While inflation pressures in the US have eased, the foundations are fragile. Between August 1992 and March 2021, the U.S. core PCE never rose more than 3 percent and was below 2 percent most of the time, for a variety of reasons. Despite some setbacks, the overall process of global economic integration has continued to deepen. The world economic order is in good order, the international division of labor is clearer, the free flow of goods and services has suppressed the upward pressure on prices, and all countries and regions in the world have enjoyed the benefits brought by globalization. Nowadays, the international environment has changed. Many developed countries oppose globalization and want to return to the world economic pattern of the Cold War. With reference to the trend of inflation changes in the 1980s, under the unprecedented changes in the world, the domestic inflation pressure in the United States will not magically disappear in the short term, and may last for a long period of time.
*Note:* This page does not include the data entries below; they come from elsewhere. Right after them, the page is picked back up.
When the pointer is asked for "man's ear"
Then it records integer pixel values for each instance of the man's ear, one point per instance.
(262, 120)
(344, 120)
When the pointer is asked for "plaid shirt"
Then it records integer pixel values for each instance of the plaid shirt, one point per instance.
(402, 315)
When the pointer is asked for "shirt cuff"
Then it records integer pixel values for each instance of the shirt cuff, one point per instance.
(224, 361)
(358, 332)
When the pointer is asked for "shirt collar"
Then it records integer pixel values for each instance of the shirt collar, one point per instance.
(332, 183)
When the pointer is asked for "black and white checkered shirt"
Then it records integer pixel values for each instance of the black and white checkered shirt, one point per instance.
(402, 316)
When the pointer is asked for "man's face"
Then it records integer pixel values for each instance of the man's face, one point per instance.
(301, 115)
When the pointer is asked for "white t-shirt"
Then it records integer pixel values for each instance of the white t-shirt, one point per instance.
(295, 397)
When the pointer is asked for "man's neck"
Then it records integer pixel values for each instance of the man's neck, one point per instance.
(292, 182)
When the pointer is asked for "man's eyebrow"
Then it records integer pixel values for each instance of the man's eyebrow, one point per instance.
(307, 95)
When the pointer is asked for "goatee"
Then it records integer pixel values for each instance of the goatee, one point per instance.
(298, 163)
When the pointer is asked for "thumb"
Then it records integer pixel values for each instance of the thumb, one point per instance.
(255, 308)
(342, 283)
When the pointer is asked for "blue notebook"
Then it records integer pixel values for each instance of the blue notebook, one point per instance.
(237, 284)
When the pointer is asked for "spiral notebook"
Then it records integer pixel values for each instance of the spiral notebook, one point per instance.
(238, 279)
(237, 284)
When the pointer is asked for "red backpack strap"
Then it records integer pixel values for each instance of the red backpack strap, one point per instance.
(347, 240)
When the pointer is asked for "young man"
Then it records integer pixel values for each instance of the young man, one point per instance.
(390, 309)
The future growth of the US economy is not optimistic. The continued strength of the US job market is a sign that the economy is improving, there are signs that inflation is cooling, and the Federal Reserve's rate hike seems to have little impact on economic growth, but this may be a misleading illusion. The US job market is undergoing structural changes, and labor shortages could trigger a crisis that will eventually lead to higher wage costs and prolonged inflationary pressures. The cooling of inflation is the result of the methodology, which refers to the change in the price level compared with the same period last year, so the successful control of inflation does not mean that prices fall back to the pre-high inflation level, but remain stable at the new price level. If prices rise faster than disposable incomes, households' real purchasing power weakens and support for economic growth weakens.

Government intervention may stimulate aggregate demand, but the opposite is true. The failure of Keynesianism in many countries is a cautionary tale. With total government debt of more than $33.5 trillion, spending more money to stimulate the economy is unrealistic. With Democrats and Republicans fighting, Republicans infighting, the budget hanging in the balance, and the federal government almost semi-paralyzed, it falls to the Federal Reserve to stimulate economic growth. The Fed, however, cannot do anything about it. Inflation is a long way off, the balance sheet will continue to shrink, and interest rate cuts are unlikely, so it will not be able to fully support the economy. As interest rates rise, the cost of borrowing for the U.S. government will increase, the financial system will continue to reduce the value of its bond assets, and bank capital pressure will increase sharply. Markets have been bullish on third-quarter economic growth in the United States, and the answer will be revealed on October 26.